The space has remained vacant since 2007. The hollow cavity is shown here:


Now the city of Louisville is interested in using the space as a pop-up beer/food/fun garden during four autumn weekends -- and the beer would be entirely locally brewed. The plan was discussed during recent meetings of a committee to advise Mayor Greg Fisher on what the city might do with respect to supporting local breweries.

This could be interesting, so stay tuned.
Experimental ‘space activation’ to bring a pop-up lounge to former Museum Plaza site, by Melissa Chipman (Insider Louisville)

Remember Museum Plaza? Hard to forget the doomed 62-story project, isn’t it. What was supposed to be one of the most innovative spaces in the city is now a vacant lot across from 21c.

But for four weeks this fall it will once again be a space for innovation, culture and fun.

Friday, July 18, 2014

The Pour Haus is open in Tell City.

My friend Mark, who hails from Tell City, has been updating me on the progress of the Pour Haus restaurant and brewery for quite some time. Indiana On Tap did an update in May, and now, like Point Blank (Corydon) and Red Yeti (Jeffersonville), the Pour Haus has commenced operations with its food service, but not yet with its own beers.
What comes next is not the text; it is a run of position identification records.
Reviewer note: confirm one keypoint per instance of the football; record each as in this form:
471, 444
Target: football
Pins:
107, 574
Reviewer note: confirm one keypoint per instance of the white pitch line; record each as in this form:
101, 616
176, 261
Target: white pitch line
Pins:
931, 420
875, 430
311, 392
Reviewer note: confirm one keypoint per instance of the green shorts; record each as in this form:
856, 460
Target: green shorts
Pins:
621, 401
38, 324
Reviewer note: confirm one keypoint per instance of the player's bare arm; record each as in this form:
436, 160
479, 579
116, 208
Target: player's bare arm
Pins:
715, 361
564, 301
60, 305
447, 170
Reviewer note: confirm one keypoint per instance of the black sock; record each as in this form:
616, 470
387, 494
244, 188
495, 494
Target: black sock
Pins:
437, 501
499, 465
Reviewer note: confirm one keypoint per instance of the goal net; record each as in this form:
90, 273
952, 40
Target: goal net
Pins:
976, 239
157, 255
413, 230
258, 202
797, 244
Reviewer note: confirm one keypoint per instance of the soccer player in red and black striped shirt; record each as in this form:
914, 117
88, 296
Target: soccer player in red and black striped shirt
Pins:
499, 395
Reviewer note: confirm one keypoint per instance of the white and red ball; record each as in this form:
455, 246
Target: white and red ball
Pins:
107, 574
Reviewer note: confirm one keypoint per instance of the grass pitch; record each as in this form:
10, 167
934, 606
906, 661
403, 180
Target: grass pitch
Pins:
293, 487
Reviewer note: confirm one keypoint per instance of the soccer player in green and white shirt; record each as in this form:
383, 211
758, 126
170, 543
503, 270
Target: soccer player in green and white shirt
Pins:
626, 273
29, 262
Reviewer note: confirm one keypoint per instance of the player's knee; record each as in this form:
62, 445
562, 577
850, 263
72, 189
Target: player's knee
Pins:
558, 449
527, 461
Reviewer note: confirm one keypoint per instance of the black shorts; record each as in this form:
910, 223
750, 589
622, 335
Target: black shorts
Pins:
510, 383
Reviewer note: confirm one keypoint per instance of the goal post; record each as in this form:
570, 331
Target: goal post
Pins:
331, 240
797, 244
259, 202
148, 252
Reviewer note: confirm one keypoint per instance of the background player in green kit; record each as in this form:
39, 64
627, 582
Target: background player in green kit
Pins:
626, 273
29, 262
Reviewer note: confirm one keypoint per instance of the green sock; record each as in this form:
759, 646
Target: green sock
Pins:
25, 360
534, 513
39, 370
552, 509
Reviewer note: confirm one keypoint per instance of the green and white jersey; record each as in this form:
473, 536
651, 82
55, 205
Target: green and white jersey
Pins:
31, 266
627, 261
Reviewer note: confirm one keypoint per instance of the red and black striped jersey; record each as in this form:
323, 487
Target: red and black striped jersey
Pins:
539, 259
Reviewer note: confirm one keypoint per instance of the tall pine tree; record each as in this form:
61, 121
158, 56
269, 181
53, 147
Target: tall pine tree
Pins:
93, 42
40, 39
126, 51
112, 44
There's also the Tell City Beer Company, currently in development, which apparently will not have food.





Thursday, July 17, 2014

Alstroms have a problem with session beer, and Lew Bryson begs to differ.
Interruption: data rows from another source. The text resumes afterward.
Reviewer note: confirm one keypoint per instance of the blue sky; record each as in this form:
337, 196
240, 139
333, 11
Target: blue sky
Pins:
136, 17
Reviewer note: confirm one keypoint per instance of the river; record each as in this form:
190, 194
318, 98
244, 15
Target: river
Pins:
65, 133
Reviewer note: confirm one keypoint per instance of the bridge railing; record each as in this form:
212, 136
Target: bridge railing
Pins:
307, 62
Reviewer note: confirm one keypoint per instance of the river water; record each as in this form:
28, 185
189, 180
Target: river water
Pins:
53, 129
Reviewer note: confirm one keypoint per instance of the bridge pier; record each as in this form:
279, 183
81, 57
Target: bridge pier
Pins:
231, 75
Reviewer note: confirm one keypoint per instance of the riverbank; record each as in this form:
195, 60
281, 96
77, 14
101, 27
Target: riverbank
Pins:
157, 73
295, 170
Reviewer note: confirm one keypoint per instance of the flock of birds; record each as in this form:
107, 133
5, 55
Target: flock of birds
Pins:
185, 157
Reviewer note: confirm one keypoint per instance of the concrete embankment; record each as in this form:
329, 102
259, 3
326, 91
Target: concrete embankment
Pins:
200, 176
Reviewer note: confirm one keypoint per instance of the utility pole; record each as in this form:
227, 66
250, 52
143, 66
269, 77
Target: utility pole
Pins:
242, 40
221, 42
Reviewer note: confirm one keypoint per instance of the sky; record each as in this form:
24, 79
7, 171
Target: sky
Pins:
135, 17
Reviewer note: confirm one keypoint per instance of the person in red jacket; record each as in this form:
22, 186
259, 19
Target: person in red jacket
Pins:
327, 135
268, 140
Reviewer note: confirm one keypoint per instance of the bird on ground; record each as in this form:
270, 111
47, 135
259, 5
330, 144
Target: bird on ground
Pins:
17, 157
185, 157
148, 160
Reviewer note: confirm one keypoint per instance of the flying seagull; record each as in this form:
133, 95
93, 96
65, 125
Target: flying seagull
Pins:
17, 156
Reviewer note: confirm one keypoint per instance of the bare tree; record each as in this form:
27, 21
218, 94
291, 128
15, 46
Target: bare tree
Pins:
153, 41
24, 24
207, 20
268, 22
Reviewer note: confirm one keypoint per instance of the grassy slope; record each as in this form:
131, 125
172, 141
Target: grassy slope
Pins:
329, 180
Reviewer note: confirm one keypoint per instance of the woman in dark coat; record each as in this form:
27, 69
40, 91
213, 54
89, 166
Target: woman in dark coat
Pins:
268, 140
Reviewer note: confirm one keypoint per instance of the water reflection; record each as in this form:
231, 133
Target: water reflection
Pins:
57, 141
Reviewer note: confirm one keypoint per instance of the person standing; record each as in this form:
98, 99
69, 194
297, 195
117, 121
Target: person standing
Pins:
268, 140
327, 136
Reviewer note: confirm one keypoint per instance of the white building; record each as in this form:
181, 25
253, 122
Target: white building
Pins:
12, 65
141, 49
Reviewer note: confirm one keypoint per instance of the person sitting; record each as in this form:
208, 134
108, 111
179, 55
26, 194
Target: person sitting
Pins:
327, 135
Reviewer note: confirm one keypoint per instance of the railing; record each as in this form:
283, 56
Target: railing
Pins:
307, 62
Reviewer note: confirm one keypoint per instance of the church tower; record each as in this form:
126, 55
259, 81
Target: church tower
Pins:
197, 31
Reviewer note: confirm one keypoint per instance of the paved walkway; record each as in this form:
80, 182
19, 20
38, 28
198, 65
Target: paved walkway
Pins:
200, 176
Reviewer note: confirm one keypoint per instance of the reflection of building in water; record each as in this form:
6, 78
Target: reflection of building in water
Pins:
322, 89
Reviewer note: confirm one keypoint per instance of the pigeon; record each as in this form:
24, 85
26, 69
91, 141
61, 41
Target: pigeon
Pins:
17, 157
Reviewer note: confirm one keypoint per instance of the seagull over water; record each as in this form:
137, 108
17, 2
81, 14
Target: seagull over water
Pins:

Note that these days, it is my custom to refer to RateBeer and BeerAdvocate collectively, as RateAdvocate. However, in this instance, I must defer to the correct usage, since the actual reference is to BeerAdvocate, the magazine.

Aww, what the hell.

It's been a while since I visited RateAdvocate, and I'm happy that Lew posted his thoughts on the session beer editorial. Admittedly, given the depth of my feeling in favor of session beer, I probably haven't done enough to educate local beer drinkers. I constantly vow to do more, and some day, there might actually be time. Until that day comes, it's honestly the case that most of the beers I drink fall into the session boundaries.

When I feel like something stronger, there's always Thomas Family Winery's Gale's Hard Cider or gin. Am I becoming a Session Snob? It's a badge I'd happily wear.

What's Your Problem?, by Lew Bryson (The Session Beer Project)

Jason and Todd Alstrom put an editorial in the latest issue of Beeradvocate magazine titled "The Problem with Session Beers in the US." They've had a passive-aggressive stance toward session beers from the early days, and this piece fits neatly into that. Because they have such a large bully-pulpit with the magazine, I felt I should at least respond. Because I only see ONE problem the way that they do; the rest of their problems are manufactured, questionable, or just plain wrong.